INTERNATIONAL - As Wall Street keeps a wary eye on Amazon.com Inc.’s possible foray into finance, Discover Financial Services’ new chief executive officer isn’t too worried about technology-based invaders.
Roger Hochschild, 54, took over the top job on Monday after more than a decade as president and chief operating officer of the country’s sixth-largest credit-card issuer. He said companies like Amazon, the retailing giant seen as poised to use its online platform as a springboard into financial services, and Alphabet Inc.’s Google aren’t likely threats.
“I view them as partners with leading-edge capabilities that we need,” Hochschild said in a telephone interview. “Very few tech companies want to become a bank and are keenly aware of some of the challenges and regulation that come with it. So I think the risk of some of these tech players getting into banking is a bit overstated.”
Hochschild succeeds David Nelms, who’s stepping down as CEO after almost 15 years. The change comes amid increased interest in the credit-card market from competitors including Wells Fargo & Co. and Goldman Sachs Group Inc.

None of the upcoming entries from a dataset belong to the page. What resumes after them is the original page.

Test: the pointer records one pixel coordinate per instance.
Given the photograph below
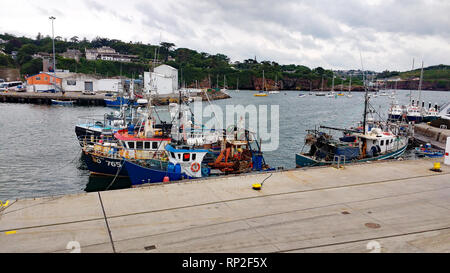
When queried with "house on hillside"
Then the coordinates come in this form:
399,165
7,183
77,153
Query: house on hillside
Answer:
72,54
43,82
69,81
163,80
108,54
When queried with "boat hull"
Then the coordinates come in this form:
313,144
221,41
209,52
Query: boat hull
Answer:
104,166
62,102
142,175
85,134
306,161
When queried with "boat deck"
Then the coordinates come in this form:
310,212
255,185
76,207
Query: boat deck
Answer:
390,206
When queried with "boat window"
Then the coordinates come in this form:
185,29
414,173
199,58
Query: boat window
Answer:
139,145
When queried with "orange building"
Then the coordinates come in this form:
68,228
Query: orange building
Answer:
43,82
43,79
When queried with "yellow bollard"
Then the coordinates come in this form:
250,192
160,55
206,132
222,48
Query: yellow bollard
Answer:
436,167
256,187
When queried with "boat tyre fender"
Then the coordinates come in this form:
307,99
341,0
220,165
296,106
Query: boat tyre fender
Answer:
195,167
374,151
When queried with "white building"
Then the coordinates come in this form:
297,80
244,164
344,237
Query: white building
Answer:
164,80
84,82
71,82
108,54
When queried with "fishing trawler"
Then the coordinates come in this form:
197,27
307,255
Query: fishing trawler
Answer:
262,93
369,142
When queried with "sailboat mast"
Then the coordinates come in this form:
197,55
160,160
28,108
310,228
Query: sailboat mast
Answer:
350,85
420,85
410,94
332,84
365,97
264,82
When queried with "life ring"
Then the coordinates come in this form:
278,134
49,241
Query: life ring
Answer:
195,167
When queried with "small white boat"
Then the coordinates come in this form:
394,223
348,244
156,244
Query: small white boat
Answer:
63,102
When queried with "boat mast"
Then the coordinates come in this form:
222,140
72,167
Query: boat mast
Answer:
365,97
332,84
410,102
420,87
350,85
322,84
264,82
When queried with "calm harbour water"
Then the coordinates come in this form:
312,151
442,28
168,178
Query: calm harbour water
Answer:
40,155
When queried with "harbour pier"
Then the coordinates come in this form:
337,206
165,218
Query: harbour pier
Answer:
46,98
91,100
386,206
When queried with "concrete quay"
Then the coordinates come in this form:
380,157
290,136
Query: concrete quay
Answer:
46,98
92,100
389,206
428,134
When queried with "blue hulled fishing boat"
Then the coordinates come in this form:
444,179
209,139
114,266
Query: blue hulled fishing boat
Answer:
369,142
183,163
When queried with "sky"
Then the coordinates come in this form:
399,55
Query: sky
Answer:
333,34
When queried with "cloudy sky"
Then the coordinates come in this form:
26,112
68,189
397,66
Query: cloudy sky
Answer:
327,33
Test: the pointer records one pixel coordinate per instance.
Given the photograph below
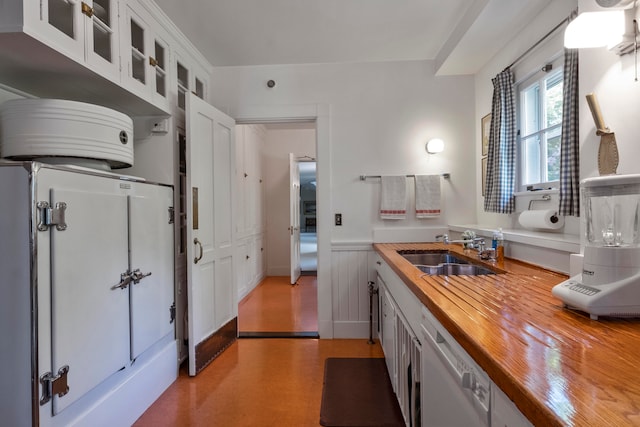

And U.S. tech companies are looking to disrupt the financial world by facilitating payments or offering loans to small businesses.
Riverwoods, Illinois-based Discover counts Amazon and Google as partners, Hochschild said, adding that many financial firms rely on those companies as technology providers. Discover uses Amazon’s cloud computing services and relies on Google’s speech analytics technology to improve its call centers, he said.
Part of his focus will be on continuing to win deals with companies pushing emerging forms of payments, after Discover landed partnerships with firms like Apple Inc. and PayPal Holdings Inc.
“Financial institutions that fall behind in terms of driving business value from the new technologies will wake up three years from now fundamentally noncompetitive,” Hochschild said in the interview.
Joining Discover in 1998 as chief marketing officer, Hochschild was named president and COO in 2004. He has three children with his wife, Stephanie, who took over as owner of an independent bookstore in a Chicago suburb in 2013.
Hochschild helped Nelms lead the company through its 2007 spinoff from Morgan Stanley. Since its debut, Discover’s stock has returned 214 percent, compared with the 15 percent gain of the 67-company S&P 500 Financials Index.
Discover has boosted credit-card lending to new and existing customers in recent quarters. At the same time, it’s been among lenders setting aside more money to cover souring loans as outstanding credit-card debt reached a record in the U.S.
Hochschild said Discover is already focused on building the credit and collections capabilities it will need in the event of a downturn.
“It’s very hard to cut back too hard in anticipation of a cycle turning,” he said, noting that if the bank did that several years ago it would have “missed out on a lot of great opportunities.” Still, “at some point, we’ll be in a worse credit environment.”